深町秋生『地獄の犬たち』を読む

 

地獄の犬たち

地獄の犬たち

 

兼高はひっそりと息を吐いた。刑事になりたかった。罪を犯しながらも、シャバでのうのうと生きている犯罪者が許せなかった。実家近くの小さなスーパーで発生した強盗殺人事件。あの犯人のような連中が。なんの罪もなかった比呂美やアルバイト店員らを、無慈悲に射殺するような外道たちに手錠をかけるのが夢だった。

潜入捜査ものである。警察官がヤクザの組織にヤクザとして潜り込む話である。なんというか、その設定だけで一翻ついたようなものである。そのぶん、ハードルは一段高くなるといってもいい。はたして、この『地獄の犬たち』はハードルを乗り越えたのか?

乗り越えた。おれはそう思う。二翻くらいついて返ってきた。さすがの深町秋生といっていい。おれはそう思った。

主人公は関東の大組織に潜り込んだ警察官。整形をし、背中には刺青も入れている。そして、キラーである。サイコパスのような弟分とともに、キラーとして頭角を現していく。正義感に溢れ、犯罪を憎み、その道中で潜入を命じられ、受け入れ、キラーとなった。その葛藤、潜入捜査もの、である。

そして、いつしかヤクザの側の親兄弟分に思い入れを抱くようにもなっていく。潜入捜査ものである。だが、その描写がエグい。キツい。ノワールだ。すばらしい。

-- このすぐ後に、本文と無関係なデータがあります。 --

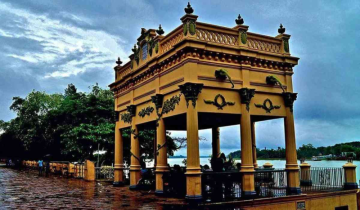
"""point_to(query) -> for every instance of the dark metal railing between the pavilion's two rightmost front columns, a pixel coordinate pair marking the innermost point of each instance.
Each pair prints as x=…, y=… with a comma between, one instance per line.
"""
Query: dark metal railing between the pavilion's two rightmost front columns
x=270, y=183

すばらしいのは、「地獄の犬たち」の描かれ方だ。極道それぞれに濃厚なキャラ付けがあり、それぞれに生きに生き、死に死に死んでいく。この個性付けが深町秋生ならではのように思う。元力士、元ボクサー、元警官、とんでもない警官……。そこに作者から登場人物たちへの愛がある。活躍させてやろう、いい死に方をさせてやろう、そういう思いだ。おれは勝手にそう思っている。地獄の犬たちは躍動している。

して、果たして、潜入警察官はどういう道を選ぶのか。なにが正義か。そのあたりは本書を読めばいい。おれはたいそう面白かった。それだけのことだ。